Unearthing the Legacy of Katharine C. Turner, Philanthropist and Fossil Hunter

Our department remembers former English and Creative Writing Professor Katharine C. Turner largely for bequests in her name that continue to fund several prestigious department awards and recognitions: The Katharine Turner Dissertation Fellowship offers American literature doctoral candidates cash grants, tuition, and health insurance to aid them in completing their dissertations; The Katharine C. Turner Prize of the Academy of American Poets acknowledges outstanding poets in the MFA Creative Writing Program with cash awards and one-year memberships in the Academy; and the Katharine C. Turner Endowed Chair in English recognizes excellence among department faculty and is presently held by Regents’ Professor and Arizona Poet Laureate, Alberto Ríos.

Little biographical information about Turner is available, but we do know that she graduated from the University of Michigan with an MA and PhD in American literature, completing her dissertation on the poetry of Richard Hovey.
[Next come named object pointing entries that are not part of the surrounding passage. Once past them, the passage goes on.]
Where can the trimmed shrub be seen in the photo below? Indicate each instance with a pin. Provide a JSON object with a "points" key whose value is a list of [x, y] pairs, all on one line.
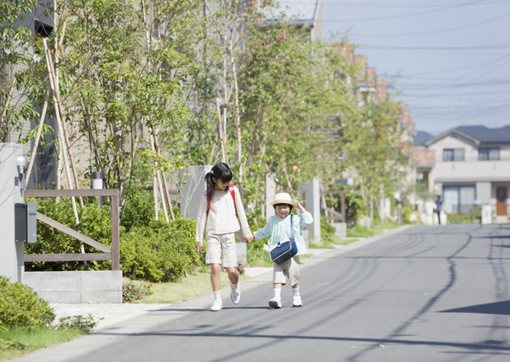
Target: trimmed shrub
{"points": [[21, 307], [159, 252]]}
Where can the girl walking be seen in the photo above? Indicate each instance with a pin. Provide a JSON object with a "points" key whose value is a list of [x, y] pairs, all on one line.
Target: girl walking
{"points": [[221, 215]]}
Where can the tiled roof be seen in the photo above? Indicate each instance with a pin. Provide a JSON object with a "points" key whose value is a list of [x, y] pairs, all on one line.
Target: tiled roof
{"points": [[302, 12], [477, 134], [421, 137], [487, 135]]}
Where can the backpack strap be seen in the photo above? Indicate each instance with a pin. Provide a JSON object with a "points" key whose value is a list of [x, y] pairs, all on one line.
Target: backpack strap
{"points": [[233, 194]]}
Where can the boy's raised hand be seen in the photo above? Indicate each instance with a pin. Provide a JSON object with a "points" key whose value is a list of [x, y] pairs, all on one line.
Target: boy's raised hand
{"points": [[299, 206]]}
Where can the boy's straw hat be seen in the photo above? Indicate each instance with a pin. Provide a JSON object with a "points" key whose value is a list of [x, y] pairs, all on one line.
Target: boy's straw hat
{"points": [[282, 198]]}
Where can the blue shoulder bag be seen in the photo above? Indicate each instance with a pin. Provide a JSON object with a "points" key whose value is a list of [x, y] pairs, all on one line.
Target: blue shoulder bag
{"points": [[284, 250]]}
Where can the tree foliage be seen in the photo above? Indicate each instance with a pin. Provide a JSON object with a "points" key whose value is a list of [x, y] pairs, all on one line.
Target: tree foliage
{"points": [[159, 85]]}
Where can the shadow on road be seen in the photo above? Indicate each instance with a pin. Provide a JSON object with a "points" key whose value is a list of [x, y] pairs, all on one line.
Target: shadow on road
{"points": [[502, 308]]}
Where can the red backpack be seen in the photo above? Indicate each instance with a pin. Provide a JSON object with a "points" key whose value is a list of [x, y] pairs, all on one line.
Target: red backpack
{"points": [[232, 193]]}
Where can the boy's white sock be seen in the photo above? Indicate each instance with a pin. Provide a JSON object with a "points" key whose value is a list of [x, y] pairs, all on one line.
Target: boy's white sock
{"points": [[217, 295]]}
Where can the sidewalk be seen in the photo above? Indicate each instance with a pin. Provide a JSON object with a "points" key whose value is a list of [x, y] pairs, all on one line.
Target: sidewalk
{"points": [[118, 320], [106, 315]]}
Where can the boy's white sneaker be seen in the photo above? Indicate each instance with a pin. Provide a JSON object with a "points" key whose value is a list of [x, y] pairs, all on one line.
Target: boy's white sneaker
{"points": [[275, 303], [235, 295], [217, 305]]}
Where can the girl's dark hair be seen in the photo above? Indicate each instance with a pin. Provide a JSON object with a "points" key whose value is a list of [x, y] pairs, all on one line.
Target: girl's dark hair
{"points": [[220, 171]]}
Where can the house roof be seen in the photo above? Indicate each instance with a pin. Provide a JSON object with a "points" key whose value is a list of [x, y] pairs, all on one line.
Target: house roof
{"points": [[302, 13], [477, 134], [421, 137]]}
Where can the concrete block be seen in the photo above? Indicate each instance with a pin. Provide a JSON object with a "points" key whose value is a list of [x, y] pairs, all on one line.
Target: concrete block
{"points": [[101, 280], [101, 297], [77, 286], [340, 229]]}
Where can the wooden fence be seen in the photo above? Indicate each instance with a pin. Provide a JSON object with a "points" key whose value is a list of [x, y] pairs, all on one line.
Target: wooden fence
{"points": [[107, 253]]}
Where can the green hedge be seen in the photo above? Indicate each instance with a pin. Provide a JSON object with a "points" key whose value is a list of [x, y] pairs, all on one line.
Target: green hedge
{"points": [[21, 307], [160, 252]]}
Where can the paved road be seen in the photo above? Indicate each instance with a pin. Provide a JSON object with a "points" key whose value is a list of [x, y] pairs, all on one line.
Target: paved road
{"points": [[428, 293]]}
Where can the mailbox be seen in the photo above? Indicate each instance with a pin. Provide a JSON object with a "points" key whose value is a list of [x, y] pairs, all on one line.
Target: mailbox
{"points": [[25, 222]]}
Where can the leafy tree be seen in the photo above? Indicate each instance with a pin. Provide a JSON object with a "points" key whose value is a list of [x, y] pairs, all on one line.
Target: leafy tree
{"points": [[15, 58]]}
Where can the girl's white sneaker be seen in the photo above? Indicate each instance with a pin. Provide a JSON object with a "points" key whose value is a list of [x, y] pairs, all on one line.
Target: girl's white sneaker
{"points": [[275, 303], [217, 305]]}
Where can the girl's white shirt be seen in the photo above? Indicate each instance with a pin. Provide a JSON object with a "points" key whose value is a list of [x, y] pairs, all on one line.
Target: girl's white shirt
{"points": [[222, 215]]}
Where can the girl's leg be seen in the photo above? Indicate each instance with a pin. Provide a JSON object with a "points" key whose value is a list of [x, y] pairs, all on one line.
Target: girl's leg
{"points": [[216, 287], [233, 275], [235, 291]]}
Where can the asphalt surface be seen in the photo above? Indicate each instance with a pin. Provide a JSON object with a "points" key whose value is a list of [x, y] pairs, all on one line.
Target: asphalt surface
{"points": [[426, 293]]}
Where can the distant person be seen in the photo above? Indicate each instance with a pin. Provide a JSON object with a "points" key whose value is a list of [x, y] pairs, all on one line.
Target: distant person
{"points": [[281, 227], [220, 216], [437, 210]]}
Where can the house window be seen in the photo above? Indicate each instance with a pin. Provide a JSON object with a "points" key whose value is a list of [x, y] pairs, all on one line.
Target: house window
{"points": [[459, 199], [453, 154], [488, 154]]}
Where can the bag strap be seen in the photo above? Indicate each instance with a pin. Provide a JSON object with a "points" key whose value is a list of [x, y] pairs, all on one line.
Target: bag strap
{"points": [[233, 194]]}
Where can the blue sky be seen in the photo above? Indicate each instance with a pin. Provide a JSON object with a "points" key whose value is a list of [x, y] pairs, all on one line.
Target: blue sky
{"points": [[447, 60]]}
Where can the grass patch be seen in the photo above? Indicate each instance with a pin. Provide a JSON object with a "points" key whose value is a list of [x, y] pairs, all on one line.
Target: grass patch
{"points": [[15, 342], [189, 287], [359, 231]]}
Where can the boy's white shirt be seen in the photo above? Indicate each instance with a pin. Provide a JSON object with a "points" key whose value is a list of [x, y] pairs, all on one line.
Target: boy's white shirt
{"points": [[222, 215], [277, 230]]}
She joined the faculty of the ASU English Department in 1946, where she taught American literature and creative writing at least until the mid-1970s. Her first major published work, Red Men Calling on the Great White Father (1951) was unusual for its time in its critical approach to United States government policies toward Native American tribes in the eighteenth to twentieth centuries.

A later work, Writing: The Shapes of Experience (1967), often served as a textbook in the creative writing courses Turner taught in the department in the 1970s. I was enrolled in several of these between 1975 and 1978. If memory serves, there were only two undergraduate classes in creative writing at the time, and I took them both. In addition to her 1967 handbook, we read several novels, including Nelson Algren's A Walk on the Wild Side, whose celebrated three rules of life ("Never play cards with a man called Doc. Never eat at a place called Mom's. Never sleep with a woman whose troubles are worse than your own.") offered sage guidance for my later expeditions into the urban underbelly of New Orleans, Louisiana.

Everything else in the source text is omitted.